第25回自治体保育労働者の全国集会アピール

 2月18日、19日の両日、私たちはここ長野県上田市に集い、第25回自治体保育労働者の全国集会を開催しました。その中で、情勢を学び、各地の運動を交流し合い、公立保育所の存在意義とこれからの運動の方向を確認しました。

 日本は、かつての悲惨の体験から、「基本的人権を尊重する」「二度と戦争はしない」などを決意して、世界に誇る日本国憲法を制定しました。しかし、安倍政権は、圧倒的多数を占める巨大与党の力を背景に、基本的人権を踏みにじり戦争を容認する自民党憲法改正草案をもとに改憲をもくろんでいます。また、この間、TPP法案、年金改悪法案、カジノ法案などを強行採決し、今国会ではテロ等準備罪(共謀罪)の創設をめざすなど、この国に再び暗い影を落とそうとしています。

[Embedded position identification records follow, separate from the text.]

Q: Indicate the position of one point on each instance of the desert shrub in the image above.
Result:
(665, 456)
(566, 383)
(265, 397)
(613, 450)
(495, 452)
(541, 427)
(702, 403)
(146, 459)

 保育においては、「多様な保育サービスの充実」を謳いながら、企業主導型保育事業が象徴する規制緩和、保育の自由化=営利化を推し進めています。それでも、待機児童は増え続け、深刻な保育士不足も解消されず、保育の施設間格差と自治体間格差が広がっています。すべての子どもが平等な保育を受けられるには程遠い状況です。

 2月14日、厚生労働省は2018年度から改定・施行する予定の保育所保育指針案を公表しました。今回初めて3歳以上児を対象に国旗国歌に「親しむ」ことが明記されました。日の丸・君が代については、国旗国歌法制定の際の政府答弁でも「強制は望ましくない」とする見解が出されていますが、実際には、学校教育の現場で強制の動きが進んでいます。保育所でも行事の際などに強制される可能性が極めて高くなったと言わざるを得ません。安倍政権は保育の市場化だけでなく偏った「愛国教育」も押し付けようとしているのです。

 まずは、厚生労働省が3月15日まで募集しているパブリックコメント(意見募集)に反対の声を集中させましょう。そして、今集会で学び合い、語り合ったことを力に、待機児童の解消、保育士の処遇の改善など、全国の運動、地域の運動を進めましょう。そのために、たたかう自治体保育労働者、保育を学ぶ保育労働者を増やし、広範な民間保育労働者や保護者と手をつなぎましょう。さらに、平和を希求する人々、憲法を守るために奮闘する人々、社会保障制度の拡充を求める人々などとも連帯し、「安倍政権NO!」の声を広げましょう。そして、公的保育の砦である公立保育所を守り拡充させましょう。